Dr. Pert’s research described and explained how human moods, feelings and emotions are mediated and experienced through peptides. Peptides are made up of amino-acids (the organic compounds that combine to form proteins in the body) but can be best thought of as information substances because their common function in any form is to distribute information throughout the body.
Yes, there is a high concentration of peptide receptors in the amygdala. But there are also high concentrations of them at the back of the spinal cord (vagus!) and any place in the body where information about the five senses enter the body (vagus vagus vagus!). Peptides are what activate the vagal system in order to send and receive messaging. Our body-mind is using peptide cues to choose or discard both emotions and behaviors. And the vagal system is the mechanism for how the information travels.

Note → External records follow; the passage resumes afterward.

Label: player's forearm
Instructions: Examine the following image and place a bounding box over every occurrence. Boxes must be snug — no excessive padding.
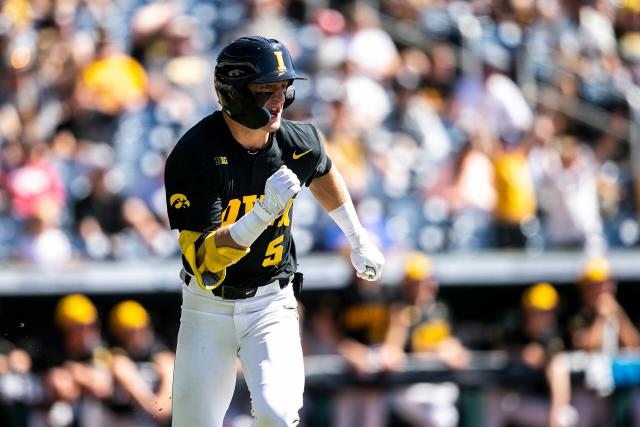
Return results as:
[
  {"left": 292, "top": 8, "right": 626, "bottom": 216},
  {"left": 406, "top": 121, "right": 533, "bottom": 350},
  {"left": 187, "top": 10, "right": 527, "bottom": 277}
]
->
[{"left": 309, "top": 166, "right": 351, "bottom": 212}]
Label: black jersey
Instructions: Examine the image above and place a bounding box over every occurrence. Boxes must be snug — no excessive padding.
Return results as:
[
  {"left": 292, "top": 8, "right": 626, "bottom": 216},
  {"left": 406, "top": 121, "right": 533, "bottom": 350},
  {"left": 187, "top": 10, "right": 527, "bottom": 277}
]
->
[{"left": 164, "top": 111, "right": 331, "bottom": 287}]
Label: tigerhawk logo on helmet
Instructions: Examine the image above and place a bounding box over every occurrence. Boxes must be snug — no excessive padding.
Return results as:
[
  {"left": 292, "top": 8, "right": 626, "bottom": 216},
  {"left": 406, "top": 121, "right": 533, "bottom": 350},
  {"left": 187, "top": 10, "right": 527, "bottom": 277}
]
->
[{"left": 214, "top": 36, "right": 306, "bottom": 129}]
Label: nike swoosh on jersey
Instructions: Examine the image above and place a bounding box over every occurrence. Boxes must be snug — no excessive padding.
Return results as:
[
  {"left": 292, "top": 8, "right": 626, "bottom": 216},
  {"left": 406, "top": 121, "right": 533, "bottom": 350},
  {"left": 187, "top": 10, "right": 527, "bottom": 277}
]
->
[{"left": 293, "top": 150, "right": 313, "bottom": 160}]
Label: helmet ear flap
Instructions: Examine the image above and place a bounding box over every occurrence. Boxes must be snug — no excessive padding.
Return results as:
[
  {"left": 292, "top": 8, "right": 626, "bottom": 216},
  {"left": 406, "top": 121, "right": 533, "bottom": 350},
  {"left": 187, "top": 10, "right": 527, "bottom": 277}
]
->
[
  {"left": 283, "top": 84, "right": 296, "bottom": 108},
  {"left": 216, "top": 84, "right": 271, "bottom": 129}
]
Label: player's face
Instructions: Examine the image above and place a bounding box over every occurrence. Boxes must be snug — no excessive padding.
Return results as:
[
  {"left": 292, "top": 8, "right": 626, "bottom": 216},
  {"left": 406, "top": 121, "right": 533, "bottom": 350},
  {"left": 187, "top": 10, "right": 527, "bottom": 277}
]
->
[{"left": 249, "top": 80, "right": 290, "bottom": 132}]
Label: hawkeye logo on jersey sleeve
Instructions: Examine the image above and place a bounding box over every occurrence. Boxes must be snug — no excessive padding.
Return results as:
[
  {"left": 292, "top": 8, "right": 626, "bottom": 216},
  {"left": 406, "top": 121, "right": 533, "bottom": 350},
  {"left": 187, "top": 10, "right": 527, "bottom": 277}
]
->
[
  {"left": 169, "top": 193, "right": 191, "bottom": 209},
  {"left": 214, "top": 156, "right": 229, "bottom": 166},
  {"left": 291, "top": 150, "right": 313, "bottom": 160}
]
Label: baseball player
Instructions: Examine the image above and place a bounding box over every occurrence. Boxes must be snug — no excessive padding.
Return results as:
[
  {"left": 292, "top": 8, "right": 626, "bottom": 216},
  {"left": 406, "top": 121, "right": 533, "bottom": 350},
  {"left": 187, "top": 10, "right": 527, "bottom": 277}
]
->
[{"left": 165, "top": 37, "right": 384, "bottom": 427}]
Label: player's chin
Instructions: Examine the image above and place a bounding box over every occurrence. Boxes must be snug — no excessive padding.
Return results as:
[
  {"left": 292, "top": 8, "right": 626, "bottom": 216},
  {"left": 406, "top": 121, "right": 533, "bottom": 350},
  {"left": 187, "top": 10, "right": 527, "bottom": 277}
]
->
[{"left": 264, "top": 114, "right": 282, "bottom": 132}]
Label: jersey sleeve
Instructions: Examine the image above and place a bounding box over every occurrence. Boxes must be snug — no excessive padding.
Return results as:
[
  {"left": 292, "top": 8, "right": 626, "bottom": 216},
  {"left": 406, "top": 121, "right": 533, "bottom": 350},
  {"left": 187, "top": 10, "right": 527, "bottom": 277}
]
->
[
  {"left": 305, "top": 126, "right": 332, "bottom": 187},
  {"left": 164, "top": 145, "right": 222, "bottom": 231}
]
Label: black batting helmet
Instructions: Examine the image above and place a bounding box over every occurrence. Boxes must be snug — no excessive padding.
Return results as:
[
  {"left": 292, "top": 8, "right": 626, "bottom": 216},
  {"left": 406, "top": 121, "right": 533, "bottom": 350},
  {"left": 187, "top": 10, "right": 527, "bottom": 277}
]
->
[{"left": 214, "top": 36, "right": 304, "bottom": 129}]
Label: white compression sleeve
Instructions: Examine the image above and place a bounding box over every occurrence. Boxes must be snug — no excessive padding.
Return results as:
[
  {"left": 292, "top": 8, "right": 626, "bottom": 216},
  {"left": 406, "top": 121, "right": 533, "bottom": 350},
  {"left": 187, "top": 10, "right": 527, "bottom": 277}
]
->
[
  {"left": 329, "top": 200, "right": 367, "bottom": 248},
  {"left": 229, "top": 202, "right": 275, "bottom": 248}
]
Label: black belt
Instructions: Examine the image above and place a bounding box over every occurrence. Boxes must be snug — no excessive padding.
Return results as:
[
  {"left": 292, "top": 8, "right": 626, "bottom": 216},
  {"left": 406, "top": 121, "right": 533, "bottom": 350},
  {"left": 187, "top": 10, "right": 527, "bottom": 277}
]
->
[{"left": 181, "top": 272, "right": 289, "bottom": 299}]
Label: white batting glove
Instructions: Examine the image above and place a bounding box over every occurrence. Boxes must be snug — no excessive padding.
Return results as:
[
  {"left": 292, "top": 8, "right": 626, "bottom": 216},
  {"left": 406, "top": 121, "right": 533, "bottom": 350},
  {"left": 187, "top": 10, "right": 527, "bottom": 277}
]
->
[
  {"left": 229, "top": 165, "right": 300, "bottom": 247},
  {"left": 328, "top": 199, "right": 384, "bottom": 281},
  {"left": 254, "top": 165, "right": 300, "bottom": 220},
  {"left": 349, "top": 229, "right": 384, "bottom": 281}
]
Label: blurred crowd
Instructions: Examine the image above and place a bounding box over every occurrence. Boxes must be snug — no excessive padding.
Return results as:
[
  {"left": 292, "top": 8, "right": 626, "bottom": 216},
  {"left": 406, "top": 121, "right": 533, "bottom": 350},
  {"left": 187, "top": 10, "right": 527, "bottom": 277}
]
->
[
  {"left": 0, "top": 0, "right": 640, "bottom": 265},
  {"left": 0, "top": 252, "right": 640, "bottom": 427}
]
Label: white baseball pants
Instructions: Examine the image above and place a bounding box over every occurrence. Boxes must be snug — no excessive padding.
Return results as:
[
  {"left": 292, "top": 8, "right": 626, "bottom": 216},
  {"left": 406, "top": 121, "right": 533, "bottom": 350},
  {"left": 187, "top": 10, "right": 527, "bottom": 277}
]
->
[{"left": 172, "top": 281, "right": 304, "bottom": 427}]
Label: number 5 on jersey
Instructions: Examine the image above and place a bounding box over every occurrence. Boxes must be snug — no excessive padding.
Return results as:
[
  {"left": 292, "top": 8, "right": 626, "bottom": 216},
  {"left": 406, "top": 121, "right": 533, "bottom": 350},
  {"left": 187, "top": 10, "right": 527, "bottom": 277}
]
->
[{"left": 262, "top": 234, "right": 284, "bottom": 267}]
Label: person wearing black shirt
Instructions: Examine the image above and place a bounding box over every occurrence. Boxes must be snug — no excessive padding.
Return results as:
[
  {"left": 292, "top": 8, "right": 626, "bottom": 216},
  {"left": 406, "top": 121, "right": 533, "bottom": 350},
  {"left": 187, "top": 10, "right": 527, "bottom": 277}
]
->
[{"left": 164, "top": 36, "right": 384, "bottom": 427}]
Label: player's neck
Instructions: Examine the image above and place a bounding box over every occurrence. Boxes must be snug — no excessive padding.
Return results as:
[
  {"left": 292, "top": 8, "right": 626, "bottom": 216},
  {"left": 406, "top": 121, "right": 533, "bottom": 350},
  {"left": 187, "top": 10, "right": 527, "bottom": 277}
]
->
[{"left": 223, "top": 114, "right": 269, "bottom": 151}]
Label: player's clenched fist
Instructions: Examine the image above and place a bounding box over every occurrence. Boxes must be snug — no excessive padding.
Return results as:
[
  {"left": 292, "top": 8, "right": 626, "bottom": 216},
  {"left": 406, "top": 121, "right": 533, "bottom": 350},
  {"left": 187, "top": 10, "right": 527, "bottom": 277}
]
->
[
  {"left": 351, "top": 230, "right": 384, "bottom": 280},
  {"left": 257, "top": 165, "right": 300, "bottom": 219},
  {"left": 229, "top": 165, "right": 300, "bottom": 247}
]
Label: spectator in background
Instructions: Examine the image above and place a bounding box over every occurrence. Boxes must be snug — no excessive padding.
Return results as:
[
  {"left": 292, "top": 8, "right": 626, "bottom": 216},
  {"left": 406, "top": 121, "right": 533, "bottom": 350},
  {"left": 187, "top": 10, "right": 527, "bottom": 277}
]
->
[
  {"left": 107, "top": 300, "right": 175, "bottom": 427},
  {"left": 7, "top": 144, "right": 66, "bottom": 219},
  {"left": 73, "top": 167, "right": 127, "bottom": 259},
  {"left": 74, "top": 167, "right": 175, "bottom": 259},
  {"left": 310, "top": 256, "right": 404, "bottom": 427},
  {"left": 15, "top": 199, "right": 73, "bottom": 269},
  {"left": 537, "top": 135, "right": 606, "bottom": 255},
  {"left": 0, "top": 338, "right": 38, "bottom": 427},
  {"left": 487, "top": 283, "right": 576, "bottom": 427},
  {"left": 426, "top": 130, "right": 497, "bottom": 251},
  {"left": 569, "top": 258, "right": 640, "bottom": 355},
  {"left": 493, "top": 133, "right": 538, "bottom": 248},
  {"left": 568, "top": 257, "right": 640, "bottom": 423},
  {"left": 33, "top": 294, "right": 113, "bottom": 427},
  {"left": 389, "top": 252, "right": 470, "bottom": 427}
]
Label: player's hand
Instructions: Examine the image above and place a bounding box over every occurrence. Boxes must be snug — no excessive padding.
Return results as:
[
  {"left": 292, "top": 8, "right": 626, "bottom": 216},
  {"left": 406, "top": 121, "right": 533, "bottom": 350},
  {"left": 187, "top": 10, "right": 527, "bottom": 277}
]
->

This is how, as Dr. Pert put it, traumatic emotional events put down deep roots in the body, not just as episodic-autobiographical memories. She noted that “while we may not remember something consciously, the psychosomatic network in the body does.”
And that, smart cookie, is exactly why we’re talking about this in so much scientific depth. Your feelings are real. It’s not a made-up discomfort, it’s biochemical and bioelectrical messaging happening between your body and mind on a constant basis. And the system is wired to err on the side of caution to keep you safe. So if you have been through some deep shit, your whole body becomes wired with a hair-trigger invader detection system. That doesn’t mean healing is impossible. It’s completely fucking possible and I see people do it every day, which is why I love my job so much. But we have to understand what healing entails for the entirety of the body, how to change our relationship with past events in our lives, and how to move forward as healing survivors.